Sondershausens Bürgermeister Joachim Kreyer (CDU) wies nochmals auf die Wichtigkeit dieses touristischen Radweges hin. Es darf nicht passieren, dass das Gesamtprojekt scheitert, dann würden große Mengen an Fördergeld in den Sand gesetzt. Nur wenn der Weg auch wirklich fertig ist, sind die Fördergelder sicher, ansonsten, müssen dann mit Sicherheit die Mittel ohne Förderung aufgebracht werden und das wäre ein riesiger Batzen Geld.

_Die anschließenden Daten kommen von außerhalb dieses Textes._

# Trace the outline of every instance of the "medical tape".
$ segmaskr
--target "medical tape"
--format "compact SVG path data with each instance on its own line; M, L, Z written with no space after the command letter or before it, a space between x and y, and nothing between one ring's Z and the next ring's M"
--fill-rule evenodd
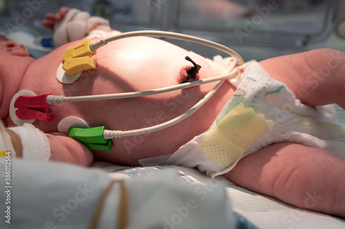
M92 221L90 224L90 229L97 229L97 225L99 221L99 218L102 213L102 210L110 190L115 184L119 184L120 188L120 196L119 196L119 204L118 208L118 217L117 217L117 224L115 228L117 229L126 229L127 228L127 223L128 221L128 212L129 212L129 201L128 201L128 194L126 188L124 184L124 180L112 180L109 183L107 188L103 193L98 206L96 208L96 212L92 218Z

Aber auch an anderer Stelle knackte es gewaltig im Gebälk, in der Schulpolitik, genauer in den Gebäuden. Gleich drei Anfragen brachten Landrat Peter Hengstermann (CDU) ins Rudern. Sowohl Sigrid Rössner (Die Linke), als auch Kreyer forderten endlich, dass es zur Problematik Franzbergschule endlich konkrete Aussagen gäbe. Schließlich fängt ja bald wieder ein neues Schuljahr an.

Kreyer gab gar zu bedenken, dass viele Familien extra sich Richtung Franzberg orientiert haben, weil es mit Bahnhof, Schule und Kaufhallen eine hervorragende Infrastruktur gab. Aber konkretes, wie es weitergehen soll hatte Hengstermann nicht parat. Er sprach davon, dass es nun nochmals weitere Untersuchungen geben soll.

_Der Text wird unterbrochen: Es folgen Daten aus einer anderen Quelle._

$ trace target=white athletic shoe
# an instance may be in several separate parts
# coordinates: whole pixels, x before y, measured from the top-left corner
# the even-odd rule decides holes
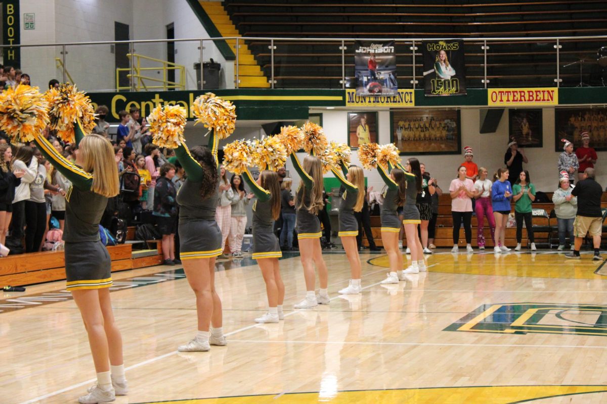
[[[211,333],[211,336],[209,337],[209,343],[217,346],[225,346],[228,345],[228,340],[226,339],[225,336],[214,337],[212,333]]]
[[[95,385],[89,389],[89,394],[78,397],[80,404],[101,404],[111,403],[116,400],[116,393],[113,388],[106,391],[102,390],[98,385]]]
[[[387,277],[379,282],[381,285],[387,285],[388,283],[398,283],[398,276],[397,275],[391,275],[390,273],[387,274]]]
[[[331,299],[328,295],[322,296],[319,294],[316,295],[316,303],[319,305],[328,305],[331,303]]]
[[[188,342],[185,345],[180,345],[177,347],[179,352],[204,352],[211,349],[208,341],[200,341],[197,338]]]
[[[352,281],[350,280],[347,288],[344,288],[337,293],[339,294],[358,294],[362,291],[362,289],[352,285]]]
[[[277,323],[278,314],[273,316],[269,313],[266,313],[261,317],[255,319],[256,323]]]
[[[306,297],[297,304],[294,305],[293,307],[296,309],[308,309],[316,307],[318,303],[316,302],[316,298],[308,300],[308,299]]]

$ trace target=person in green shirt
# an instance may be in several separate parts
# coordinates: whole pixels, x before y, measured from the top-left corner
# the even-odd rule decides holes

Auch Steffen Sauerbier (SPD), der sowohl als Kreistagsmitglied, als auch als stellvertretender Bürgermeister von Roßleben sprach, bemängelte die Politik bei Sanierung der Schule in Roßleben. Sauerbier sprach viele Ungereimtheiten an. Man wüsste nicht, wie es zum Beispiel mit der Turnhalle weiter gehe und auch die Sanierung der Kellerräume sei unklar. Es wurde der Vorwurf formuliert, es seien nicht alle Fördermittel abgerufen worden, die eigentlich möglich gewesen wären. Obendrein soll es sogar einen „Maulkorb“ für einige Personen gegeben haben, die sich mit der Finanzierung der ganzen Schulsanierung beschäftigt haben.

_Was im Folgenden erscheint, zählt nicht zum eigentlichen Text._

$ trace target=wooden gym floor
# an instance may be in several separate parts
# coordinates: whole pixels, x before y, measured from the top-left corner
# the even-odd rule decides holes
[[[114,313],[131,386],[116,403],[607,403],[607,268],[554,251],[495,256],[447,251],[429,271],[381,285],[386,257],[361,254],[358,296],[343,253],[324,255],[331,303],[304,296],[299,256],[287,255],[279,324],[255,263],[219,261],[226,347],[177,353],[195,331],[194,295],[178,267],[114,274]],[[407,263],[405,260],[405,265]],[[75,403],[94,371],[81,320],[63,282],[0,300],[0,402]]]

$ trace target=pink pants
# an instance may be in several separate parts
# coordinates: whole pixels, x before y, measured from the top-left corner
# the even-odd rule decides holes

Antworten bekam Sauerbier gestern nicht. Er solle, so Landrat Peter Hengstermann (CDU) die Probleme schriftlich einreichen. Nicht befriedigt nach Hause gegangen sein dürfte Jörg Steinmetz (CDU). Probleme im Helbedündorf mit der Schule sollen erst nach der Sitzung des Bildungsausschusses im Juni mit den Eltern beraten werden. Wir müssen die Sache erst beraten, ehe wir in die Öffentlichkeit gehen, so Hengstermann. Steinmetz hatte gehofft, dass die Eltern bereits jetzt bei der Entscheidungsfindung einbezogen werden.